The above results show that RHTMD can predict difficult intubation out of which there are less chances of it being easy, however if it predicts easy intubation, there may be high chances of that to be difficult. The diagnostic accuracy of this test is also less among all the other tests.

Mehmet Turan et al [23] in their study found the optimal cut off value of RHTMD to be 23.5cm with a sensitivity of 57.69%, specificity of 86.61%, Positive Predictive Value of 48.6%, Negative predictive value of 90.3% and the diagnostic accuracy was 62.4%. The difference in the cut off value in the present study may be due to anthropological variations in various groups and ethnicities.

Safavi et al [27] in their study on 603 adult subjects for comparing ULBT, RHTMD with MMT for difficult laryngoscopy and intubation found that RHTMD has some limitations. It depends on accurate measurement of patient's TMD and height that lessens simplicity of this method.
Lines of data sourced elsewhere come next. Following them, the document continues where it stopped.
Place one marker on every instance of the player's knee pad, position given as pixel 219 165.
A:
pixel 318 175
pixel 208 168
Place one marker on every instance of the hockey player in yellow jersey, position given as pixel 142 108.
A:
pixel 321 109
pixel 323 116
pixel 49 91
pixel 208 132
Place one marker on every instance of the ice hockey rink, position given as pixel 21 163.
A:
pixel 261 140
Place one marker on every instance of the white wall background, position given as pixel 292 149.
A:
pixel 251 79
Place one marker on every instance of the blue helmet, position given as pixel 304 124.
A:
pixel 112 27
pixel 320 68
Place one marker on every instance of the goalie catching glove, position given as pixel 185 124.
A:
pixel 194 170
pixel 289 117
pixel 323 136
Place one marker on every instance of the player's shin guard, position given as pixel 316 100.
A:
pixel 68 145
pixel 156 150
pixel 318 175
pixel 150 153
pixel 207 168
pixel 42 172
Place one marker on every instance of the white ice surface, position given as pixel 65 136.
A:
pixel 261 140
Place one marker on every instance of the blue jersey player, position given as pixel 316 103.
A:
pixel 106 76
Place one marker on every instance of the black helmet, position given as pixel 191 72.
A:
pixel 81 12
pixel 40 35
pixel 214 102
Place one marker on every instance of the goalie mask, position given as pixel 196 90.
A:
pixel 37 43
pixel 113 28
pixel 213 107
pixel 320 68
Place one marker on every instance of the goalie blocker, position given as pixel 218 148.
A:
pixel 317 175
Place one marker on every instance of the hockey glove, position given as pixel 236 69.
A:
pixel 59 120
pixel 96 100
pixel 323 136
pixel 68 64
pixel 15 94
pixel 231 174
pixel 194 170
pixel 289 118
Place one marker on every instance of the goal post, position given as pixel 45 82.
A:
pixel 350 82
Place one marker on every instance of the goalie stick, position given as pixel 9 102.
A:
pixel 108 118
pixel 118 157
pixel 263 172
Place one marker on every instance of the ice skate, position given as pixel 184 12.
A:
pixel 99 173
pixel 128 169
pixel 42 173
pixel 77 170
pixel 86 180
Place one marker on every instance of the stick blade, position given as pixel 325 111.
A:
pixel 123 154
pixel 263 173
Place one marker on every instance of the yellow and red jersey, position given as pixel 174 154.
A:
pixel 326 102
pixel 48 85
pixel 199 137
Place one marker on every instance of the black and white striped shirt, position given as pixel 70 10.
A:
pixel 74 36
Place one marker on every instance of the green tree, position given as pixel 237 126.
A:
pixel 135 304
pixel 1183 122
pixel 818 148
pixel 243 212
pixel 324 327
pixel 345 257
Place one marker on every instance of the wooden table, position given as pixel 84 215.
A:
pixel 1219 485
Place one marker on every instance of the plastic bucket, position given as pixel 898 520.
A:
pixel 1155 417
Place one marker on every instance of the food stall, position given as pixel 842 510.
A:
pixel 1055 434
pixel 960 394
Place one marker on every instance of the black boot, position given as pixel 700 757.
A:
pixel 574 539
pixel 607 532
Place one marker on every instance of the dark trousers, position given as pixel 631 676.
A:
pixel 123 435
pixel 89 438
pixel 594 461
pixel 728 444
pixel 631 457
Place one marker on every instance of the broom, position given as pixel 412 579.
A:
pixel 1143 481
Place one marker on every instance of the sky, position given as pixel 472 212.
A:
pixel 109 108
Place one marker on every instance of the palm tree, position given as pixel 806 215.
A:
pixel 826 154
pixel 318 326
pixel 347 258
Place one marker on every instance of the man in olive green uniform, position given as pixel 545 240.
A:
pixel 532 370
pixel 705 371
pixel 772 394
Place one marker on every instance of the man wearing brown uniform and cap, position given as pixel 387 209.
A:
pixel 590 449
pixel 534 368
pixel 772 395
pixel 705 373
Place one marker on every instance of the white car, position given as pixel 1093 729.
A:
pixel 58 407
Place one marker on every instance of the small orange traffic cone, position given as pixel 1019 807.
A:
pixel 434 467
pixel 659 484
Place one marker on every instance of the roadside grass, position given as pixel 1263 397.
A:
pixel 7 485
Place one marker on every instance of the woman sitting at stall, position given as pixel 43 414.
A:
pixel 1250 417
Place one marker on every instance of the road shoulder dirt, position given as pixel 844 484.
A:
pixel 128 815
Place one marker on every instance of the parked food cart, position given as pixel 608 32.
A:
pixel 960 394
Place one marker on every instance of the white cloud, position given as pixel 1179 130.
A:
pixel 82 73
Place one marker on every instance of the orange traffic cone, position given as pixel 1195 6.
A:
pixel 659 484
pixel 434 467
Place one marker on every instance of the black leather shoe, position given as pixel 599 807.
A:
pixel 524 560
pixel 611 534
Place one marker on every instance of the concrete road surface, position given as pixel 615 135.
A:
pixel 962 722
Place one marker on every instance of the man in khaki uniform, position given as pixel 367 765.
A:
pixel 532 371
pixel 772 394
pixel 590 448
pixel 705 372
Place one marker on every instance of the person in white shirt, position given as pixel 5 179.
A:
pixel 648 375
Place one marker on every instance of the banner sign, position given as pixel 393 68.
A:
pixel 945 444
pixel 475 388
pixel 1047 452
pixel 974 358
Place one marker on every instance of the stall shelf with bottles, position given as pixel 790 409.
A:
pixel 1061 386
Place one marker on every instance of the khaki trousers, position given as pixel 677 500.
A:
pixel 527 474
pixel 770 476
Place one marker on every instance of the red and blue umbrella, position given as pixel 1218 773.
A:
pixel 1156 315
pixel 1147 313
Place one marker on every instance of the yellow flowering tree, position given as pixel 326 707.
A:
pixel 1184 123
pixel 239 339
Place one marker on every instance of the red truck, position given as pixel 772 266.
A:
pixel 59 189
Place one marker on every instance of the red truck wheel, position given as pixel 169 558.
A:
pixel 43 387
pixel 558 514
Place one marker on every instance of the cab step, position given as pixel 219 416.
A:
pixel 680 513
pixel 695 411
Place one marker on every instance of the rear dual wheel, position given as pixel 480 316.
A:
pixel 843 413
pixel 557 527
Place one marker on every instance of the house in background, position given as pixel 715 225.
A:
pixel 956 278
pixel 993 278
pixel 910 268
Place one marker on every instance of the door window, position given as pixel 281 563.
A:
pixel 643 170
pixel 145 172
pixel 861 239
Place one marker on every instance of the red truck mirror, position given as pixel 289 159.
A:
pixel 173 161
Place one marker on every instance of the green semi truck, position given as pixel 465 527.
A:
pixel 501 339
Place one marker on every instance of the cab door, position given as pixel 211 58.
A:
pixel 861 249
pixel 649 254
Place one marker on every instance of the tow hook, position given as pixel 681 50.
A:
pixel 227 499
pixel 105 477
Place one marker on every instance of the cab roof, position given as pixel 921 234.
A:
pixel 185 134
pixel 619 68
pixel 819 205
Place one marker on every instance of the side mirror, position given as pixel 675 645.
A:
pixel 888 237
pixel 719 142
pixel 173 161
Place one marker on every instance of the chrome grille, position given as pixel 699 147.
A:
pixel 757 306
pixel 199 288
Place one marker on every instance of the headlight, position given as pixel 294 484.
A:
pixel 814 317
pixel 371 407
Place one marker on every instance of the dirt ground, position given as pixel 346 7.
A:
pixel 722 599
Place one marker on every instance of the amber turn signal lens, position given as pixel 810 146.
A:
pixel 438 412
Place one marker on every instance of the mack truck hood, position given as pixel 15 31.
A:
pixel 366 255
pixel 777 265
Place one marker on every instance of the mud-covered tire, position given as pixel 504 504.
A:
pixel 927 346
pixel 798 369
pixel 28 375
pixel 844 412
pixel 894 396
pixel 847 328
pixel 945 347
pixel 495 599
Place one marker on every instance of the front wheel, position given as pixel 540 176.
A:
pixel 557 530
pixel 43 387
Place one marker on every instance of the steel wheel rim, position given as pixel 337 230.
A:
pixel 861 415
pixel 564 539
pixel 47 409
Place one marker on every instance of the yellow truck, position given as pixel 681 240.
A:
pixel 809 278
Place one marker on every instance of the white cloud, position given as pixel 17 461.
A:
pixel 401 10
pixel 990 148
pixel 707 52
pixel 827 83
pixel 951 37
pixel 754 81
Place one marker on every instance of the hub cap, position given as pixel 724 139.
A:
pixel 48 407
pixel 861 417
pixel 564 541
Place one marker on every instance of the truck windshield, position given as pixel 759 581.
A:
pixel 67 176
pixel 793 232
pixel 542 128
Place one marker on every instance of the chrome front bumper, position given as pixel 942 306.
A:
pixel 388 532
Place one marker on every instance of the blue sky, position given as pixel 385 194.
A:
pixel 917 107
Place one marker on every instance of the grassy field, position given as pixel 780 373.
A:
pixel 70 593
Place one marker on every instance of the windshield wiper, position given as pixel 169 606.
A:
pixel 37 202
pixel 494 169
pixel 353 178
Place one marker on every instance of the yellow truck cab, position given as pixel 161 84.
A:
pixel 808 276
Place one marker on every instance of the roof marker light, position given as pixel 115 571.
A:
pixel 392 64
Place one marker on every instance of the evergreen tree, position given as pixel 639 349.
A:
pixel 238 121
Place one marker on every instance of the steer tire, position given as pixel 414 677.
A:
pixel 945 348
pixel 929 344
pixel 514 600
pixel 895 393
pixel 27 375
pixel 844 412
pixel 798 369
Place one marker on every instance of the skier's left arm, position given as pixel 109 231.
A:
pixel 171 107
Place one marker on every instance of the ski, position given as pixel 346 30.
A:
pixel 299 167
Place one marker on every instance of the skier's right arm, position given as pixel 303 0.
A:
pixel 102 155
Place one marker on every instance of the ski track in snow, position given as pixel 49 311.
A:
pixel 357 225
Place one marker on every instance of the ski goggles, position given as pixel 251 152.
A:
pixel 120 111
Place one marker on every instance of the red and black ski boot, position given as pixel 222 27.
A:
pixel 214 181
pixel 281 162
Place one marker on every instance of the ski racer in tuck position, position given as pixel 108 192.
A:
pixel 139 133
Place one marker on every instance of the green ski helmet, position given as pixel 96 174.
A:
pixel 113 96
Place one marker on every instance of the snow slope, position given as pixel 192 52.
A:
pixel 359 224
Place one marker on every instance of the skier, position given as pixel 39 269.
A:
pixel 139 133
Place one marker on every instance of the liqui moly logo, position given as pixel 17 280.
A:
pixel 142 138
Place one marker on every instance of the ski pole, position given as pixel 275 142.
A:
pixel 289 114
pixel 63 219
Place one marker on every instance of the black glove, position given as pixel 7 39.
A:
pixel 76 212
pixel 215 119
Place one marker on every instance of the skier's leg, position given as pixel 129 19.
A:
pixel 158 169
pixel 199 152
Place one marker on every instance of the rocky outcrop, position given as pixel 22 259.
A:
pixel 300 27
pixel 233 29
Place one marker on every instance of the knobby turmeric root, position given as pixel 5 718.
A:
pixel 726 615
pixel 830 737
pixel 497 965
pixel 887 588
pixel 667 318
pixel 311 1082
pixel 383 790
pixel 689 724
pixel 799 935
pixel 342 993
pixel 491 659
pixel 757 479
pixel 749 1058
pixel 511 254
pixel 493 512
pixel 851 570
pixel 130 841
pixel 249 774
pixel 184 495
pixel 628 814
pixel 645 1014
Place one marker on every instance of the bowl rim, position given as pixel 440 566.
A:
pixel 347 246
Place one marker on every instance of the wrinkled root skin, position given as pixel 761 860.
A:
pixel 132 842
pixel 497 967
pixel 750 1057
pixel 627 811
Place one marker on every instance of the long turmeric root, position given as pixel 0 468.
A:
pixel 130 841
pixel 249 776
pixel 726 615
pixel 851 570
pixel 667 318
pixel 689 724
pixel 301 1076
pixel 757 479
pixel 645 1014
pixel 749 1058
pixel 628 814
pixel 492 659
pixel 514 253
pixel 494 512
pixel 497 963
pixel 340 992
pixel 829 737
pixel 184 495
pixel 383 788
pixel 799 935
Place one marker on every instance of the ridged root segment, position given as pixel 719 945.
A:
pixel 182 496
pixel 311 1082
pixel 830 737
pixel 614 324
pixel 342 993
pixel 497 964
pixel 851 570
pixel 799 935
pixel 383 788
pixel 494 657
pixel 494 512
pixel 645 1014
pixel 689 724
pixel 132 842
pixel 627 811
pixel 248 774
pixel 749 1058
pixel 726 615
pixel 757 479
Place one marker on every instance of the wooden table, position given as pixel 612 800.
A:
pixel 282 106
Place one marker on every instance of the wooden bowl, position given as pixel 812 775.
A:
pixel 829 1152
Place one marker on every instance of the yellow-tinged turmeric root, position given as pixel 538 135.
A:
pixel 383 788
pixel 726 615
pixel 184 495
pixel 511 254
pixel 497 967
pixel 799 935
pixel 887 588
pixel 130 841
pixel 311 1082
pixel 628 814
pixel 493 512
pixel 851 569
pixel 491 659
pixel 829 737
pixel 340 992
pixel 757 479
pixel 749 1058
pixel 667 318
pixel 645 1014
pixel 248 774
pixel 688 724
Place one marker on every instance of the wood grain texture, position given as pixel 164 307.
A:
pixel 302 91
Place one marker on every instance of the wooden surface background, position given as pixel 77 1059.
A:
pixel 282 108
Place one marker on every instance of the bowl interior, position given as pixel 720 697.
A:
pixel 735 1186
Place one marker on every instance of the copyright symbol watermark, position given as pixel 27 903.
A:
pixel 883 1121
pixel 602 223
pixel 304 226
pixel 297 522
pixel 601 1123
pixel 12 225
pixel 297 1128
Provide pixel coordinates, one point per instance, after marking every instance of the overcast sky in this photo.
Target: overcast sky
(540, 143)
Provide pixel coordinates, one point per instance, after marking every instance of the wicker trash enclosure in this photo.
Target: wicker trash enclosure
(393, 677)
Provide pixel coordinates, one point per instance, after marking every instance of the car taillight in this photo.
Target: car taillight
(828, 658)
Also, the cutoff point of RHTMD for prediction of difficult laryngoscopy is race dependent. The RHTMD cut off point equal to 21.06cm may not be applicable in the other population. So, they recommended calculating cutoff point for each population separately.

Krobbuaban et al [28] conducted a study in 550 patients aged above 18yrs to compare TMD and RHTMD with Cormack Lehane grading. They found a cut off value for RHTMD to be 23.5cm which was different from the cut off value of 25cm reported in previous studies [29, 30, 31]. They suggested that the difference is small, and further investigation is required to determine the significance of ethnicity.

In the present study RHTMD has high sensitivity, high negative predictive value with low specificity, positive predictive value and diagnostic accuracy. Thus, based on the present results it would be recommended that modified Mallampati test as a useful screening test for identifying a difficult airway (difficult intubation) in paediatric patients.


Limitations & Recommenda -tions of the present study

1) The present study was conducted at only one tertiary care centre, so it is recommend a multi-centric study in future.

2) The present study included only ASA grade I and II patients posted for elective surgery under general anaesthesia. So, it is recommended study using the screening tests used in the present study for prediction of difficult airway in ASA grade III and grade IV patients and emergency cases also so as to reduce the incidences of airway catastrophe in emergency situations.

3) Inter-observer variation bias cannot be ruled out; hence it is recommended that all the observations should be noted by a single anaesthesiologist.

4) Authors recommend a study with a larger patient population by taking into consideration the screening tests used in the present study so as to rule out racial, ethnic and regional variations.

5) Author recommend a study using the screening tests used in the present study in conjunction with other tests of airway assessment viz. sternomental distance, hyomental distance, inter incisor distance etc. to predict difficult airway which may prove to be a better predictor of difficult intubation.

Conclusion

Modified Mallampati test is the most sensitive test with the highest accuracy. Thus, it may be a useful bedside screening test for predicting difficult intubation in patients between 5-12 years age group. The Upper Lip bite test has high specificity with high negative predictive value and diagnostic accuracy. The thyromental distance also has high specificity with high negative predictive and diagnostic accuracy. The ratio of height to thyromental distance is least useful for prediction of difficult intubation in paediatric patients with low sensitivity, specificity, positive predictive value and diagnostic accuracy.

What this study adds to existing knowledge?

Modified Mallampati test, upper lip bite test and thyromental distance are useful screening tests for predicting difficult intubation in paediatric patients.

Author’s contribution

Dr. Sushmita S. Sumer: Concept and Data collection

Dr. Soma C. Cham: Data Analysis and Discussion

Dr. Amrusha M. Raipure: Data Analysis and Discussion

Dr. P.G. Dhumane: Supervised the study.